After Korge won a $4 million verdict, Osorio's days as a corporate darling were over. The Securities and Exchange Commission filed civil charges, and the Justice Department issued the criminal fraud indictment.

Osorio pleaded guilty to money laundering conspiracy and wire fraud conspiracy charges in March. The SEC received a default judgment against the company last spring.

Osorio's Star Island home — where he hosted fundraisers for Hillary Clinton, Barack Obama and others — was sold at auction.

Dominguez said prosecutors now realize InnoVida wasn't a paper tiger, just a flawed one.

"At first glance they thought this whole thing was crap, but they now realize that there was a product — a good product," he said. "They were not out there selling the Brooklyn Bridge."

Florida Charlatans

Korge said one of the saddest victims in this whole affair is InnoVida's former CFO, Craig Toll, who was convicted this month of wire fraud, wire fraud conspiracy and fraud on the Haiti project.

Toll's attorney, Richard Sharpstein, a partner at Akerman Senterfitt in Miami, said his client never got a cent beyond his salary and now could end up doing more prison time that Osorio. He is going to ask Dimitrouleas to set aside the verdict.

"My guy was nothing more than another victim of Osorio's," he said. "Osorio kept Toll on the hook by saying he was about to take the company public and they would make millions of dollars," Sharpstein said. "He was blinded by him."
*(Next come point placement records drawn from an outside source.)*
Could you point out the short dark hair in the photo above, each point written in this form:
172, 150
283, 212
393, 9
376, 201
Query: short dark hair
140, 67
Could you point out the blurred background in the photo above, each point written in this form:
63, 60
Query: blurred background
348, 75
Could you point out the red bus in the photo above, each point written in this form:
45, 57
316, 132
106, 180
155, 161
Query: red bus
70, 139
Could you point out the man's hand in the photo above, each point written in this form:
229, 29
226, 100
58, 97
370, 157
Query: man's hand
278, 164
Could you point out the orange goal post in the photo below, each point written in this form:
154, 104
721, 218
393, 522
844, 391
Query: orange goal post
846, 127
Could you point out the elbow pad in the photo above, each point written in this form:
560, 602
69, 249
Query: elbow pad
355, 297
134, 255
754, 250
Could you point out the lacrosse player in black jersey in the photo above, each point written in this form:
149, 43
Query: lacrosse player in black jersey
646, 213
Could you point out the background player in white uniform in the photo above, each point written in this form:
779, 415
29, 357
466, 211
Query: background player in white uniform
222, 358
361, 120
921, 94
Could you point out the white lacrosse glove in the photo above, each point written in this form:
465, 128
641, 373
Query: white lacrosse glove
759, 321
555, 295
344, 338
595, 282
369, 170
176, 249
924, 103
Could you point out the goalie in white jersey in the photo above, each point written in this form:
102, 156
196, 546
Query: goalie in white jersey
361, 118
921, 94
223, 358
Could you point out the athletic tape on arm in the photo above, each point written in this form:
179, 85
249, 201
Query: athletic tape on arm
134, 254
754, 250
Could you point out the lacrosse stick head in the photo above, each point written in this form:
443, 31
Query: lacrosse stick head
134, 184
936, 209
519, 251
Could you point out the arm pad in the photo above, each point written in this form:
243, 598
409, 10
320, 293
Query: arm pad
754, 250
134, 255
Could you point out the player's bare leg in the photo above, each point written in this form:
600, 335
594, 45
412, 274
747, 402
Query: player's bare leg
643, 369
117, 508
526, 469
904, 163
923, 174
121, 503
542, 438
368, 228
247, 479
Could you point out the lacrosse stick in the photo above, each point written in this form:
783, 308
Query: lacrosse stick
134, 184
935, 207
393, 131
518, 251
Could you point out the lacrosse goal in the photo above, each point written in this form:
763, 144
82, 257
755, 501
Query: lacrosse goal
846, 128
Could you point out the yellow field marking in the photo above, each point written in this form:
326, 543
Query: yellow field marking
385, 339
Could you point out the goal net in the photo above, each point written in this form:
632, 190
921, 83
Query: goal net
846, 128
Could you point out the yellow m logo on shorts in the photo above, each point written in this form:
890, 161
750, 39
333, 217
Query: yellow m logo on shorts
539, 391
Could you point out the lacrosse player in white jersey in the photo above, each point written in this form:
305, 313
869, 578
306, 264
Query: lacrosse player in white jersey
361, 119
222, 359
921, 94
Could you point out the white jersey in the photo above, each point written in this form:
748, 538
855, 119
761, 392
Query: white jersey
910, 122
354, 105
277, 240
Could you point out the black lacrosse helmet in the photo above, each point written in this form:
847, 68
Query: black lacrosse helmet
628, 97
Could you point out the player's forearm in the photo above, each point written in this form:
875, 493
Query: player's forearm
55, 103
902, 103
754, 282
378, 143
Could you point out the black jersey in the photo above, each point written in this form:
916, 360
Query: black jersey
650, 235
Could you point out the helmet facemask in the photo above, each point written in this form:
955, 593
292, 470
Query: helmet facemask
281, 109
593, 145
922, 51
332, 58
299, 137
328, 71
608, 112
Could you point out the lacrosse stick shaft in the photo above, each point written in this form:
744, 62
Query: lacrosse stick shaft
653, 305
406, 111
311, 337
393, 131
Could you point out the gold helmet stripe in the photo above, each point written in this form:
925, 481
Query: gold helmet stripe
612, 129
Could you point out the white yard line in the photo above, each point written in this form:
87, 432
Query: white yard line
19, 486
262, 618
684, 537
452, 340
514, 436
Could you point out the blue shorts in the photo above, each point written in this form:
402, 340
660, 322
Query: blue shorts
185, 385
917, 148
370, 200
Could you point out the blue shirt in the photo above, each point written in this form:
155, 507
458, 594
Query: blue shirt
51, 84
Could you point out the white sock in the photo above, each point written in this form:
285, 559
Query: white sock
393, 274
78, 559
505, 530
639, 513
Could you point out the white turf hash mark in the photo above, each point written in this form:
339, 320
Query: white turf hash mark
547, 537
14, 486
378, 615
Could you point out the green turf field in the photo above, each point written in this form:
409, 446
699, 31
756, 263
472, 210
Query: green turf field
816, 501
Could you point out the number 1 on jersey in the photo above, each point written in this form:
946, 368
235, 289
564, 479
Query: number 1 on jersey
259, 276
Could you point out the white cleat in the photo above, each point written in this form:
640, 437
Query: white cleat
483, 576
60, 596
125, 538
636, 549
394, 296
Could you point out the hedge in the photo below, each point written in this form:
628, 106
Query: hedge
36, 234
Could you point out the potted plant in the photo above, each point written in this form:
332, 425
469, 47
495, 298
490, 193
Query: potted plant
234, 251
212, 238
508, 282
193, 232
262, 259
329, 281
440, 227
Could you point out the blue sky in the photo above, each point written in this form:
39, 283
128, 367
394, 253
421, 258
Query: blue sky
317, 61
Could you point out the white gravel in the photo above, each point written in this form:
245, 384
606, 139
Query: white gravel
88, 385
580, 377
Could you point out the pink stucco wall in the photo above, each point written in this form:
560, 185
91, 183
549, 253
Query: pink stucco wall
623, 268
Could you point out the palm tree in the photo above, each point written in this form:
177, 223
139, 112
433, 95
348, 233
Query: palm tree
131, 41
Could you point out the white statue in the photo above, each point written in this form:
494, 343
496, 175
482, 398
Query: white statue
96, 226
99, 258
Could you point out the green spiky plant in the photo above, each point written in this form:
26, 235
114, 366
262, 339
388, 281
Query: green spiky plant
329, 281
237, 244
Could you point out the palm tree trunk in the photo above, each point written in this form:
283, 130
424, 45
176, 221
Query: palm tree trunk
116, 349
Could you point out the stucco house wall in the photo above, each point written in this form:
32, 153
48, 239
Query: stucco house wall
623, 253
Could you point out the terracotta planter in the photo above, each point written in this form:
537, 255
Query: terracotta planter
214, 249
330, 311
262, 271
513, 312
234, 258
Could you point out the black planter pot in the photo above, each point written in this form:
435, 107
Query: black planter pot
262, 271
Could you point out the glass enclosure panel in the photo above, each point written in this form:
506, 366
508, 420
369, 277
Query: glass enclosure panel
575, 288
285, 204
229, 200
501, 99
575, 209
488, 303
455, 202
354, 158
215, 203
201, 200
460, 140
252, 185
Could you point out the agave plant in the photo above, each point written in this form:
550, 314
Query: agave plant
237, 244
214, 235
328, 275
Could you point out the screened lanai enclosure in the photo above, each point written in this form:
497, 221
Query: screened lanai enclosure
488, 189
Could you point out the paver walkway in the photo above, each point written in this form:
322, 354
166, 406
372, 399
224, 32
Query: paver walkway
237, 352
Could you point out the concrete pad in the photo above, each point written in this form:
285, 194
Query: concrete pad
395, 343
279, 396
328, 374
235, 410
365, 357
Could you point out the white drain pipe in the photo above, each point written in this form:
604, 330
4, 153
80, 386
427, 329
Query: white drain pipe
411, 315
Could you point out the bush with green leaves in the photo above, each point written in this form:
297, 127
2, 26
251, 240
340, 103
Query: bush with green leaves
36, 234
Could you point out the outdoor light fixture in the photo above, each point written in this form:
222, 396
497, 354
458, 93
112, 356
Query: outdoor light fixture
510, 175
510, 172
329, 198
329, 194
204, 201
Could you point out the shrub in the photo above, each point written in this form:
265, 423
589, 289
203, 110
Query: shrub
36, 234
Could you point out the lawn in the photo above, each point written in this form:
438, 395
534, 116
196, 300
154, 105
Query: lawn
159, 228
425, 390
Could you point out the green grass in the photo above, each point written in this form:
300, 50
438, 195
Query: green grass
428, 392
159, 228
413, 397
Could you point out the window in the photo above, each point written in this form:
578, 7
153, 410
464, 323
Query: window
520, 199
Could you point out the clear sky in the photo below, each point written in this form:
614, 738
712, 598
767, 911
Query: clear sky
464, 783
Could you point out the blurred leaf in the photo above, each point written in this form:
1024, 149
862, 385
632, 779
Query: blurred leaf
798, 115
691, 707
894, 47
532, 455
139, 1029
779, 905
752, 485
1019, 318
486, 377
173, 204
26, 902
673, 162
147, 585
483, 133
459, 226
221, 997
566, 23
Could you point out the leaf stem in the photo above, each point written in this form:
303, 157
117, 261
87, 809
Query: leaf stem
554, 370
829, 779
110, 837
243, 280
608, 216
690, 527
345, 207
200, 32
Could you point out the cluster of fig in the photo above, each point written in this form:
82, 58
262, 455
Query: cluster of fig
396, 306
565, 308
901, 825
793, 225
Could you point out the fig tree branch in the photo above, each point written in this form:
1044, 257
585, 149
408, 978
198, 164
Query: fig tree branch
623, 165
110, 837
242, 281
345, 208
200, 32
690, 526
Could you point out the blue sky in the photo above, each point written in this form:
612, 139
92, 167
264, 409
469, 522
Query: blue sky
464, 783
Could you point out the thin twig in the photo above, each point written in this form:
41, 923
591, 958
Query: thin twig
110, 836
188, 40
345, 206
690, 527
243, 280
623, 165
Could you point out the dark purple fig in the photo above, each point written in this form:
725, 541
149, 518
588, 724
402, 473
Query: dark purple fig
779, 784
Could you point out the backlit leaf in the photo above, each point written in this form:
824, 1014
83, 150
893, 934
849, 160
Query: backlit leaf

Korge and Sharpstein said they thought Amarilis Osorio was the financial operator. They said Claudio Osorio did the soft shoe for investors.

Amarilis Osorio is fighting Korge in U.S. Bankruptcy Court to collect the $4 million he won in his civil suit.

Dominguez said his client just "had the contacts. He brought in the people. He was not the nuts-and-bolts guy."

Sharpstein said Osorio is just another in a long line of Florida charlatans who knew how to perform in society and political circles.

"This is another amazing fleecing-of-Miami story that seems to be so prevalent for some unknown reason," he said. "We have become the fleecing capital of America."